Movement error/variability is proportional with velocity and force.

The brain’s choice of spatial coordinate system depends on the task. This can sometimes be determined by:

*Plotting the movement errors along the different components of different suspected coordinate systems. *A likely coordinate system would result in uncorrelated errors in its principle axis/components. *This is similar to eigenvector analysis - decompose the movements into uncorrelated components, thes components/eigenvectors is then the used coordinate system.

Examples used include [Gordon, Ghilardi, and Ghez 1994] and [Soechting and Flanders 1989].

Fitt’s law describes the speed-accuracy trade-off, roughly log-inverse[Jeannerod 1988].

Stereotypical patterns are employed in many movements. Tendency to make straight-line movements characterizes a large class of movements, regardless of the motions of the joints required. Joint motions often vary while hand-trajectory reamin more invariant, also suggests planning with respect to hand [Morasso 1981].

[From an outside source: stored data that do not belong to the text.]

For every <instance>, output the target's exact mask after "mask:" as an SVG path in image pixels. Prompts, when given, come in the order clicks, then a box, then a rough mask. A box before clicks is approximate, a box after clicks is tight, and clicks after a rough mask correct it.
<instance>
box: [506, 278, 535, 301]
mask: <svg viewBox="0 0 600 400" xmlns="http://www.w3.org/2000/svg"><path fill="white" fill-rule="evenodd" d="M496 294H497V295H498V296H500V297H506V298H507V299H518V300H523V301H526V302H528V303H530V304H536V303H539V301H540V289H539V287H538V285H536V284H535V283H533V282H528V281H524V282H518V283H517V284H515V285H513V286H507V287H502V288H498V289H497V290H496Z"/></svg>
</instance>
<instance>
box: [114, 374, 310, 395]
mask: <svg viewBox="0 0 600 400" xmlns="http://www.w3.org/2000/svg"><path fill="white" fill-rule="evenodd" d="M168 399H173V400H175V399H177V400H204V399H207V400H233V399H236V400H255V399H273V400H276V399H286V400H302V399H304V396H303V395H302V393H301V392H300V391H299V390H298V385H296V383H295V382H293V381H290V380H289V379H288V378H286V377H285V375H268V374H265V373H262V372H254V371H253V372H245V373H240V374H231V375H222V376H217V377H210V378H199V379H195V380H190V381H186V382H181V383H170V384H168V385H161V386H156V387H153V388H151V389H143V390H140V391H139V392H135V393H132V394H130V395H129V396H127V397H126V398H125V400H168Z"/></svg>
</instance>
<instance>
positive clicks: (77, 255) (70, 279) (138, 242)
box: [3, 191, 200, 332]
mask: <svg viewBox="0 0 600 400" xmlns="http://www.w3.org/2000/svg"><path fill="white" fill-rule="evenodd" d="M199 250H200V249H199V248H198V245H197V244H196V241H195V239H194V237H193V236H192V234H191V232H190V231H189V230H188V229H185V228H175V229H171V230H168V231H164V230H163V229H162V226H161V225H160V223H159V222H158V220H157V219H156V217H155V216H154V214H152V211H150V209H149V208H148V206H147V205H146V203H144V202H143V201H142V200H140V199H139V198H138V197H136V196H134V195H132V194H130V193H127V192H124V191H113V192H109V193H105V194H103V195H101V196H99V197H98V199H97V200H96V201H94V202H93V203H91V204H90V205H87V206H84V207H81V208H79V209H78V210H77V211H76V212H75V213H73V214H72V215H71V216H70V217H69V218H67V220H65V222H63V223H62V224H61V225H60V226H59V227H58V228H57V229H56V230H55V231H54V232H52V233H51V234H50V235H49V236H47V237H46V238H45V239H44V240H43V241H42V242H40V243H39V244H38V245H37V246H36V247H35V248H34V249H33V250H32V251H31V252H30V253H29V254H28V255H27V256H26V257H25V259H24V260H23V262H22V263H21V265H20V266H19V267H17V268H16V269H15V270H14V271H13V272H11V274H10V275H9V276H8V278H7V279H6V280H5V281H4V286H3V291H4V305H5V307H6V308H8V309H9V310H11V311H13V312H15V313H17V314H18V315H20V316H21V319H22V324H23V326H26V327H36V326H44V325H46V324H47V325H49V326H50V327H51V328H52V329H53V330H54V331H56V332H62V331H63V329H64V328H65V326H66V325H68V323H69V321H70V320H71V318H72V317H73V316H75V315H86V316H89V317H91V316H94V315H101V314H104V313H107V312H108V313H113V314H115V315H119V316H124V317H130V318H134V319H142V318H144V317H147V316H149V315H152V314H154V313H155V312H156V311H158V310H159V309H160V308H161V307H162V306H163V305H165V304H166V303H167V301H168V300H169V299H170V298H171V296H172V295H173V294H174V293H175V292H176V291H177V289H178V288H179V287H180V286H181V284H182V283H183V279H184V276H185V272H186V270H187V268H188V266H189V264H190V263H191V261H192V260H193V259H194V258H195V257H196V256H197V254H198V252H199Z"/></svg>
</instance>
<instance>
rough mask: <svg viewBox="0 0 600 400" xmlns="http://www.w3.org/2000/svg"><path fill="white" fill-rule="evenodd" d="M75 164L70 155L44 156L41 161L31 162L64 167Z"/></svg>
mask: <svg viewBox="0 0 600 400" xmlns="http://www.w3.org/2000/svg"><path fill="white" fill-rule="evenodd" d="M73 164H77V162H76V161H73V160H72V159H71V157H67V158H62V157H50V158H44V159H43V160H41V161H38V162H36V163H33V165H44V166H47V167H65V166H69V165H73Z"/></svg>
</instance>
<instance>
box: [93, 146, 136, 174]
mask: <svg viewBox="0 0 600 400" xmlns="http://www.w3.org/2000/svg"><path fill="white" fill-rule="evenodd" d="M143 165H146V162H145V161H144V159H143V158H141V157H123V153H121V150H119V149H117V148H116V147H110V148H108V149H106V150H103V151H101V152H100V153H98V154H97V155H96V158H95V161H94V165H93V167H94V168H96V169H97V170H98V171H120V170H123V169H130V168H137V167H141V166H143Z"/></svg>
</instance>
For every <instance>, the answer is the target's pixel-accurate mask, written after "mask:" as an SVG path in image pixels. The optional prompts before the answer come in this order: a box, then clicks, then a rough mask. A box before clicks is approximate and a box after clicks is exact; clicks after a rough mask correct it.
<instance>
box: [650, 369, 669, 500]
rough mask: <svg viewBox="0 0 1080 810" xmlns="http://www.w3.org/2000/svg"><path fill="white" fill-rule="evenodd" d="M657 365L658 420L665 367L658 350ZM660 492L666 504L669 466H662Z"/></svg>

Two-thrids Power Law - the relationship between the speed of hand motion and the degree of curvature of the hand path is roughly constant: velocity varies as a continuous function of the curvature raised to the power of two-thrids [Lacquaniti, Terzuolo, and Viviani 1983].

Feedback control cannot generate a command in anticipation of an error: It is always driven by an error. Feedforward control is based only on a desired/expected state and can therefore null the error. Most likely used to initiate an action, followed by feedback error correction.

Feedback control suffers from sensory delay. Feedforward control suffers from inaccurate estimates. Therefore, movement controls uses a combination of sensory feedback and motor prediction, using a forward model to estimate the current state of the body.

Sensory processing is different for action and perception - sensory information used to control actions is processed in neural pathways that are distinct from the afferent pathways that contribute to perception. Key points: visual information flows in two streams in the brain. Dorsal stream projects to the posterior parietal cortex, involved in use of vision for action. Ventral stream projects to the inferotemporal cortex and invovled in conscious visual perception.

Evidence for motor learning in reaching experiment: In [Brashers-Krug, Shadmehr, and Bizzi 1996], person’s arm holding an apparatus reaches for targets. The apparatus then applies a CCW force against the user, disturbing his otherwise straight trajectories. The user eventually adapts and forms relatively straight lines again. Two possible learning strategies are possible: 1) Stiffening arms to resist force; 2) Anticipate and learn a new internal model to compensate for the new forces. After turning force off, we see overcompensation in the trajectories, indicating that learning strategy 2 was used.

Dynamic motor task learning mainly through prioception and less vision. Kinematic motor task can be guided more by vision. Proprioception is critical for planning hand trajectories and controlling dynamics, is needed to update both inverse models ued to control movement and forward models used to estimate boyd positions resulting from motor commands. Derived from experiments comparing control vs. those that have lost proprioception [Ghez, Gordon, and Ghilardi 1995],[Sainburg et al., 1995].